Euro down against dollar on US officials' remarks, despite spike in US trade deficit

The euro fell further against the dollar Tuesday as markets digested remarks made by U.S. officials that offered support to the beleaguered American currency.
The euro bought US$1.5509 in afternoon European trading, down from US$1.5652 Monday night in New York.
U.S. President George W. Bush, who is currently touring Europe, said on Monday that "a strong dollar is in our nation's interests" and those of the global economy. On Tuesday, however, Bush essentially rejected the idea of possible government intervention to prop up the dollar's value, saying that world economies would end up setting the currency's value.

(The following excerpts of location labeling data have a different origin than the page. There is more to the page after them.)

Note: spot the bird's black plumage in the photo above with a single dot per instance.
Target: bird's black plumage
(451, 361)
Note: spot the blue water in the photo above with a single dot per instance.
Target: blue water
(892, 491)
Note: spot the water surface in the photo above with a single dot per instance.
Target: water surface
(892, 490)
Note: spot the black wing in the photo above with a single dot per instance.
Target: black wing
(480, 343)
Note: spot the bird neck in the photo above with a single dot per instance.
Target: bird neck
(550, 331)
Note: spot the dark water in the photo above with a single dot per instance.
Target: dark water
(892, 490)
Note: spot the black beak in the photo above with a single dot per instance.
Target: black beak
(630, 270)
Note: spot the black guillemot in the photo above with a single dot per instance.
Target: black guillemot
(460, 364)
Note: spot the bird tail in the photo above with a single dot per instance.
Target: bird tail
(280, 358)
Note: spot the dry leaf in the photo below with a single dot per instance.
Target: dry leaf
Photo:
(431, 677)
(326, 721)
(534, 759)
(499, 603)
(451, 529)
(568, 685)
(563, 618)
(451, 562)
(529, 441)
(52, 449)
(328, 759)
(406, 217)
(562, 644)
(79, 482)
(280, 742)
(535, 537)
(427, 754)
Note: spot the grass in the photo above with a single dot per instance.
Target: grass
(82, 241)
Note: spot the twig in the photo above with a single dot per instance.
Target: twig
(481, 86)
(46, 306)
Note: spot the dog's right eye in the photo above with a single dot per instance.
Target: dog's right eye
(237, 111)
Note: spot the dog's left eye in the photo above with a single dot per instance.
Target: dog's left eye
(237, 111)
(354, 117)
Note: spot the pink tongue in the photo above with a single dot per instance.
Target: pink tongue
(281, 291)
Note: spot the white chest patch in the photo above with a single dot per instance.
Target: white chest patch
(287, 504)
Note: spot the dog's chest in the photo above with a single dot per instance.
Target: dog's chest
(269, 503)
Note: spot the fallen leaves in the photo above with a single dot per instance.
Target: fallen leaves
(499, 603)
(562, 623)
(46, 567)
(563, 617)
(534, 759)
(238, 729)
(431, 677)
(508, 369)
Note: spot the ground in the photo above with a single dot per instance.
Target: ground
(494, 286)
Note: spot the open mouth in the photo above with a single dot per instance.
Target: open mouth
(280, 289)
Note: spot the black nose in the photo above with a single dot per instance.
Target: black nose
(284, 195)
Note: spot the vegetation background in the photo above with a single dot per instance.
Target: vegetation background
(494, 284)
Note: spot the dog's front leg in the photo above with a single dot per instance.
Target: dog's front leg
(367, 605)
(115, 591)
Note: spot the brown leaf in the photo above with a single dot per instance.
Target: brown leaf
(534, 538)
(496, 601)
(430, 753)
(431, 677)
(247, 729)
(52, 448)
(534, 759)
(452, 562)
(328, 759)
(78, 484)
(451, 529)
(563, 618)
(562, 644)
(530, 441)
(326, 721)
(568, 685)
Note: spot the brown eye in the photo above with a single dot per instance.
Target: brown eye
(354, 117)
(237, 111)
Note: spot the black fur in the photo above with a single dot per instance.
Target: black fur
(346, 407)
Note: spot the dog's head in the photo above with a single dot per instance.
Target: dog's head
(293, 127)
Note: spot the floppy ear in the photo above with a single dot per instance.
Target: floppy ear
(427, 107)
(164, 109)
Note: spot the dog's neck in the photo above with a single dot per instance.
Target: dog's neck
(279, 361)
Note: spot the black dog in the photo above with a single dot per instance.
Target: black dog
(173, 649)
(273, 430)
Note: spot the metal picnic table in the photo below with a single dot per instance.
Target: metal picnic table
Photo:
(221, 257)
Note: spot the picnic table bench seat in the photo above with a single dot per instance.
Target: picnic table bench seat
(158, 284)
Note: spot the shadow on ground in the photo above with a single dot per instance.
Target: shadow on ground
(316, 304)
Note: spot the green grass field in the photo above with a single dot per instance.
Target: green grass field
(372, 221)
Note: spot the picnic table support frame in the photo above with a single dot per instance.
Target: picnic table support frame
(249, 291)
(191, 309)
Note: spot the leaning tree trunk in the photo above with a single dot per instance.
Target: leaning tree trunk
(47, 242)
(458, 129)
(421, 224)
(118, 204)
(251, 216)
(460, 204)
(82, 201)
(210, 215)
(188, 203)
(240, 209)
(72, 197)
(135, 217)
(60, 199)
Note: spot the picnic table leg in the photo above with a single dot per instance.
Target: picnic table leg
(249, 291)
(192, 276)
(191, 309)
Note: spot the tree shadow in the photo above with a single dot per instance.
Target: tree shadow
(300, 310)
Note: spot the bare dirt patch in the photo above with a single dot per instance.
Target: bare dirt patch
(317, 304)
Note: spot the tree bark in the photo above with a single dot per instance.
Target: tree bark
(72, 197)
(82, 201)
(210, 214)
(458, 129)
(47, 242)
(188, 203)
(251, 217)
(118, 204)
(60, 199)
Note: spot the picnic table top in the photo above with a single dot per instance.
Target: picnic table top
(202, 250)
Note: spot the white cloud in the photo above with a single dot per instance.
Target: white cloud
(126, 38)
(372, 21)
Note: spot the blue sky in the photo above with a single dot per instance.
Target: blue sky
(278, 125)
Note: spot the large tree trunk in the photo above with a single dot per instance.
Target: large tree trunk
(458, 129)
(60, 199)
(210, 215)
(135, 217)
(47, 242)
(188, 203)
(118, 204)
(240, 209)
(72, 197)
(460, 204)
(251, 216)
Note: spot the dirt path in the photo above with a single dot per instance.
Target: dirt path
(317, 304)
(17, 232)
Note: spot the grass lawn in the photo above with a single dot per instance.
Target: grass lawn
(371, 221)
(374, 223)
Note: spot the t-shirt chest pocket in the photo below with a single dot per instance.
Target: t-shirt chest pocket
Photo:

Comments Monday by U.S. Treasury Secretary Henry Paulson and New York Federal Reserve President Tim Geithner also fed a rally by the dollar, which has been hovering near all-time lows against the euro amid worries over the U.S. economy and an aggressive Fed interest rate-cutting campaign.
"I would never take intervention off the table or any policy tool off the table," Paulson said. "I just can't speculate about what we will or won't do."
Geithner said the central bank must pay attention to the dollar, and that tighter monetary policy may be necessary.
The rally continued despite a report from the U.S. Commerce Department Tuesday that the gap between what the U.S. imports and what it sells abroad rose by 7.8 percent in April to US$60.9 billion (euro39.34 billion), the largest imbalance since March 2007, driven by an increase in crude oil imports.
The British pound also fell against the dollar, buying US$1.9550 in afternoon European trade, compared with US$1.9751 late Monday.
The dollar also rose against the Japanese currency, climbing to 107.08 yen from 105.10 yen.